The Greenbrier Companies, Inc. IT Governance Risk and Compliance Program Manager in Lake Oswego, Oregon
At Greenbrier, we do the hard work that matters. The Greenbrier Companies (NYSE: GBX) is a leading designer, manufacturer and supplier of freight rail and marine transportation equipment and services, powering the movement of products around the world. Greenbrier's innovation and engineering expertise pairs with our capacity to build and repair freight transportation equipment. This allows us to provide an unrivaled level of service to our customers across the Americas, Europe and countries of the Gulf Cooperation Council. Greenbrier also provides asset management services and a unique railcar leasing syndication platform that brings us into contact with the world's leading fixed asset investors.

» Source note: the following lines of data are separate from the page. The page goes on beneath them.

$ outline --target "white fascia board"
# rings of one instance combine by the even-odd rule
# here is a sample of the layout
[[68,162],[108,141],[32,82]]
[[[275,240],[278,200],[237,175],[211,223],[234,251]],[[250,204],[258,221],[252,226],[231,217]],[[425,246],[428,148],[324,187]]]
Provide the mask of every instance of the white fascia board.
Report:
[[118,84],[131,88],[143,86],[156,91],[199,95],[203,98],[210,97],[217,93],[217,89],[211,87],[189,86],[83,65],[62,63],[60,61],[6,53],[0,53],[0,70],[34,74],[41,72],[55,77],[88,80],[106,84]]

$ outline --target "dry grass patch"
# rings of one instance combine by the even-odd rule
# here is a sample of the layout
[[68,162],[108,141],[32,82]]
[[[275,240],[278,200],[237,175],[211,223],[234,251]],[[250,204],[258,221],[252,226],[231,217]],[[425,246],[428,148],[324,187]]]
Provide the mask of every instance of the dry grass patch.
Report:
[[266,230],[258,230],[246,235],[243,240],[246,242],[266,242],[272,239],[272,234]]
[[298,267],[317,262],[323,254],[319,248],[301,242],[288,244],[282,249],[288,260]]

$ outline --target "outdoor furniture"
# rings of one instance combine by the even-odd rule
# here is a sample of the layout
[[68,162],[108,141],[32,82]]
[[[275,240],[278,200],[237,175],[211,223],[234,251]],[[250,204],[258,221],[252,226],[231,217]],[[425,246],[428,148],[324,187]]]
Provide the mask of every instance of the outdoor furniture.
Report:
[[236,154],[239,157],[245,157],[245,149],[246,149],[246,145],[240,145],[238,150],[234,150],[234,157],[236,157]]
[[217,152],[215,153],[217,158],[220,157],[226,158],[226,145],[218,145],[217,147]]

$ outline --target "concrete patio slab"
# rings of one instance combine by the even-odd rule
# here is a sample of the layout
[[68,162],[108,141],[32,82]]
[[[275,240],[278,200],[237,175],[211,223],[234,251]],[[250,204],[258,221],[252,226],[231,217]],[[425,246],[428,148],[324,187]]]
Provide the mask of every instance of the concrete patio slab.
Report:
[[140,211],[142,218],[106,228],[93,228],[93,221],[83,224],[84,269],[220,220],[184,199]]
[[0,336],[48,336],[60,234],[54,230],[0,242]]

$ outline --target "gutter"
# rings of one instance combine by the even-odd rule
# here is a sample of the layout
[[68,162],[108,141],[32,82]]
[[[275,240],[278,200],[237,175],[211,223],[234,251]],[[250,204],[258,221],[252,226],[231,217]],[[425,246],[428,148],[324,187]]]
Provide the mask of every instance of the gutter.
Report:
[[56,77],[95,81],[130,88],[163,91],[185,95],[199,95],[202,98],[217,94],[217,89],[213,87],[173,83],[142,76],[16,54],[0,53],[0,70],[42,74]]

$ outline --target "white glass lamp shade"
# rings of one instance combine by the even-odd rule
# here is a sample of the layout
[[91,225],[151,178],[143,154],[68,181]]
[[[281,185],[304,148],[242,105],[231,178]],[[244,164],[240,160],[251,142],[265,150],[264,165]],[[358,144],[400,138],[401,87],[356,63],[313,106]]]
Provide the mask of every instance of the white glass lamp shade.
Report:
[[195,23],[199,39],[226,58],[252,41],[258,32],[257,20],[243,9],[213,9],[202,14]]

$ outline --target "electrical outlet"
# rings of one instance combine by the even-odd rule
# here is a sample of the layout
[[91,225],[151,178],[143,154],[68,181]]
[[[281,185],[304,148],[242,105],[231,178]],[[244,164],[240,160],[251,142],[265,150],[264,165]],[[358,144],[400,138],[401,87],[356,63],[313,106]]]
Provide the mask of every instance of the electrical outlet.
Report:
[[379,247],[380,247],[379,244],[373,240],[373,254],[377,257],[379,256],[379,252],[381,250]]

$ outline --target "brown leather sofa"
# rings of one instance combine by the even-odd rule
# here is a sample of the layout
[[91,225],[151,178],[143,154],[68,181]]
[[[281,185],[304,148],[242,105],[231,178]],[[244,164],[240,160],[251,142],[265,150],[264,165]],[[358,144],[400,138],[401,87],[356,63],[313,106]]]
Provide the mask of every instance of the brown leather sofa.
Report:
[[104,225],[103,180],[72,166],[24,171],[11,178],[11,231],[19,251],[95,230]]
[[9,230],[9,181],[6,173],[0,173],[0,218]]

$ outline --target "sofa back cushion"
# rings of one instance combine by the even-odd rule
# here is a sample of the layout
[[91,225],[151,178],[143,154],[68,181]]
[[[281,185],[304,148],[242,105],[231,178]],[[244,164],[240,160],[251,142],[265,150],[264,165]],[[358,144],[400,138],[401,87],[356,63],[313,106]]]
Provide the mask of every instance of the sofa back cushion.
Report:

Greenbrier's heritage of hard work and industrial innovation is celebrated at every level of our organization. We structure our business to support teams that deliver innovative solutions for our customers and positively impact the world around us.
Greenbrier is hiring for a Cyber Security resource to be responsible for enterprise wide GRC processes. This position ensures leadership has the information needed to make strategic risk-based decisions enabling the achievement of e business objectives.
Governance plays a critical role in empowering Greenbrier to proactively implement appropriate security. We enable our customers through delivery of security content and key governance processes, connecting and aligning teams through common architecture, data models, and taxonomy.
In this role, you are part manager, liaison, engineer, and advisor. You ramp up quickly into a solid, productive member of the Cyber Security team. You have knowledge of commonly used policy, standards, controls, risk and compliance concepts, practices, and procedures for security. You are excellent at building relationships You are organized and innovative with a bias toward automation. independently while still asking for help in some areas. You are a "bridge" builder helping to coordinate and bring together various organizations inside and outside of Security around a common process.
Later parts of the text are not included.